Jacob Oxford married a girl reportedly a daughter of George and Elizabeth Lawson Rogers. His brother, Abel, married a girl reportedly named Edieth Rogers. If so, given the customs, and conditions, of the time, it's quite likely, but not certain, the two girls were members of the same Rogers family, and possibly sisters, or cousins.
I don't personally know if Jacob's wife has been solidly proven to have been a daughter of George Rogers, or if it's simply an assumption being reported as fact. I do know though attempts to connect Edieth Rogers Oxford to the family of George and Elizabeth Lawson Rogers have failed.
It's believed, and reported as certainty, that Edieth Rogers was instead the daughter of a John Rogers, who was wrongly reported to have been the Cherokee chief of that name. This report was made only by a granddaughter of Edieth, one of many, and she was trying to use a claimed descendency from this man to secure the benefits of Cherokee citizenship for herself, her children, and her grandchildren. She was joined in the attempt by several, but not all, of her brothers and sisters, and in a seperate case, but considered at the same time, by two sons of her uncle, Jacob Oxford, both also grandchildren of Edieth Rogers Oxford.

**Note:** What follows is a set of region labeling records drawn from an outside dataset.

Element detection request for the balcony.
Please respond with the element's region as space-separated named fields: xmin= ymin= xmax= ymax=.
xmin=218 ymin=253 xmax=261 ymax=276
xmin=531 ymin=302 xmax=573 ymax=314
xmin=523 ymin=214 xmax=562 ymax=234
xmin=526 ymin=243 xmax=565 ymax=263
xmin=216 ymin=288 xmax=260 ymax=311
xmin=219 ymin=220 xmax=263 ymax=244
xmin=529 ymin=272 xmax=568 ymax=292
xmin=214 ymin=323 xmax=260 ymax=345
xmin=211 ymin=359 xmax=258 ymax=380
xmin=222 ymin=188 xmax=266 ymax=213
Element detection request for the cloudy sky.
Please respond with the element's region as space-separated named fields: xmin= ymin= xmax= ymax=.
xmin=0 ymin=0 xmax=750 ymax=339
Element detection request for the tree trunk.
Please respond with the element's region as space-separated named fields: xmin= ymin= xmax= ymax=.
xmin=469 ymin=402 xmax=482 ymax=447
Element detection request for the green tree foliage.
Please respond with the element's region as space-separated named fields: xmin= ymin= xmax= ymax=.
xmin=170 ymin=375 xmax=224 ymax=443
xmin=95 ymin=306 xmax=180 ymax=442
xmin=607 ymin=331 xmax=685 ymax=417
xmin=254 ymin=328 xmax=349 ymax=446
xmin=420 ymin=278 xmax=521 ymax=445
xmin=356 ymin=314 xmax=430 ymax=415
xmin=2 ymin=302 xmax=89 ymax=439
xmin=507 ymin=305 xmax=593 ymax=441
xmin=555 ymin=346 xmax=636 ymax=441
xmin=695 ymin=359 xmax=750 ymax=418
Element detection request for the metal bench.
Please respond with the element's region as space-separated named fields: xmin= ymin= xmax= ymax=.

The claim of descendency from Cherokee chief, John Rogers, was quickly proven wrong. It was reported by the Cherokeethough that there was another Cherokee, also named John Rogers, a "half breed", who'd also lived in Georgia, and had been on the 1835 census of the Cherokee. With it proven these Oxford descendents weren't related to Chief John Rogers, as claimed, they then claimed they must instead be descended from the other John Rogers, and so still qualified for Cherokeee citizenship. With their first claim having been disproven, they would now have to prove their second claim.
It's evident the second claim was presented and rejected prior to 1896. Rebecca states in her request for another hearing that they'd tried "for a number of years" to be accepted as Cherokee citizens, but apparently hadn't been. They were asking that the case be heard again on the grounds "a final decision" hadn't been made by "an authorized tribunal". Another hearing was granted, and again the decision made was that the claim had to be rejected on the grounds, although it was said they were Cherokee, that there was "insufficient evidence" to prove they were descendents of the second John Rogers. This was apparently the same reason for the earlier rejection, and it was upheld after further consideration.
Rebecca Boyd Walker was eighty-five years old when she made this claim, and her affadavit shows she knew virtually nothing about her long dead grandmother's supposed Cherokee background. As follows:
1. She named her as a daughter of Chief John Rogers, and she certainly wasn't!
2. She admitted she didn't even know if she spoke the Cherokee language.
3. Her claim was based only on the erroneous belief she was the daughter of the Cherokee chief, and otherwise just the fact the Cherokee had visited her.
4. Her claim to being dsescended from the other John Rogers was based only on her belief that if she wasn't the descendent of Chief John Rogers, as she'd originally claimed, then she must be a descendent of the other man of the same name.
We can reasonably assume these Oxfords were questioned about Cherokee John Oxford to see if any of them knew anything at all that would support the claim their grandmother, and great-grandmother, Edieth Rogers Oxford, had been his daughter. Apparently, they knew nothing at all that would support the claim - just that he was Cherokee, and had the same name as they believed Edieth's father had. That wasn't enough then, and isn't enough now, to prove descendency.
We can also assume these Oxfords, obviously anxious to prove their claim, would have contacted all other family members they knew, and could reach, to see if any of them knew anything that might help them prove their case. That none of the other numerous descendents of Edieth gave supporting statements suggests all other Oxford descendents, within reach, knew no more about it than these people did, which was virtually nothing at all.
Of Abel and Edieth Oxford's nine children, none are known to have claimed Cherokee citizenship, or to have lived among the Cherokee, and seven of the nine aren't known to have passed on any knowledge of Cherokee ancestry to their children and grandchildren. The exceptions were mostly just several, but not all, of the children of Elizabeth Oxford Boyd, and only two of the several children of her brother, Jacob Oxford. The great majority of Edieth's numerous descendents made no such claim, and provided no support to those few who did.
While it can't be proven Edieth wasn't Cherokee, neither can it be proven she was. All that can be said as a matter of fact is just that a few of Edieth's many descndents claimed to be Cherokee, while the great majority didn't, but the claim of those few who did, was rejected, and certainly more than once, by the Cherokee.
Cherokee tribal leaders, and tribal members, living a hundred and eleven years ago, would certainly have known, or been able to have learned, much more about early Cherokee connections than what we can do now. They decided, and this included a man, Peter Passions, who'd personally known John Oxford, that Edieth's descendents couldn't convincingly support their claim to have been descended from him. We can't overrule their decision on nothing more than just our desire to claim a Cherokee ancestor. With that being the case, we can say only that a few of Edieths descendents, but not the majority, claimed to have Cherokreee ancestry, but thir claim was rejected by the Cherokee.